Dont let the wrold or the devil deceive you. You have worth. You were made in Gods image. Call on God and Jesus to show you and help you. He will answer you.
ojnaran1979
If you want to be with him,,,you'd better die now
I know. I used to think and act that way too. I believed I knew more than anyone else and I was my own man. Doing what I wanted to do, when I wanted to do it. No one told me what to do. I've already been there. Traveled the world.. no biggy.. Wine, women and song.. to the max. Money? always. .. none of that garbage filled that emptiness i felt inside. And you know as well as I do. Sure, life can be fun. It's all what you can make it out to be. But after a while, it all gets old, swede20 and Spooksta. But in the end, It doesnt matter to me what you believe. I really dont care. I've been there, done that and more. So i'm not impressed or bothered by what anyone tells me. So, in other words. wake up, get your head out and face some reality. I did I finally realized what I needed inb this world. but it wasnt a what.. it was a who. and it wasnt any of this nonsense religion garbage. It was a person. And that person was Jesus. He changed my life and made me realize my worth. So whether you want to party and have fun for a while or you believe that what I said was so called gey. thats alright. Dont matter to me what you think of me. I've been where you are. been there, done that and more. Know Jesus, Know Peace.... No Jesus, No peace. In other words. and in spooksta's words. in all honesty, your comments are too plain and too simple.. Spooksta said it right. Money? i have it. hasnt made things any better... women? same difference.. drugs? galore. wine and dance? gimme a break. Vegas was my life.
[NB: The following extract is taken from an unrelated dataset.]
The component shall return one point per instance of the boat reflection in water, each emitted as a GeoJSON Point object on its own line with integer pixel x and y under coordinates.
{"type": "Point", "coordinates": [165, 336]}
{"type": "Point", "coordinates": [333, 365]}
Dont need ithat garbage anymore.. but then again.. thats too plain and simple for you to understand.. my friend.
Fux, read the front page fucktard
well, like I said before. been there, done that and more.. you'll see.
So whats the good word, Spooksta.. still feeling like life is worth living or do you feel pretty much lonely inside.
ojnaran1979
I still think you're a faggot if that answers your question.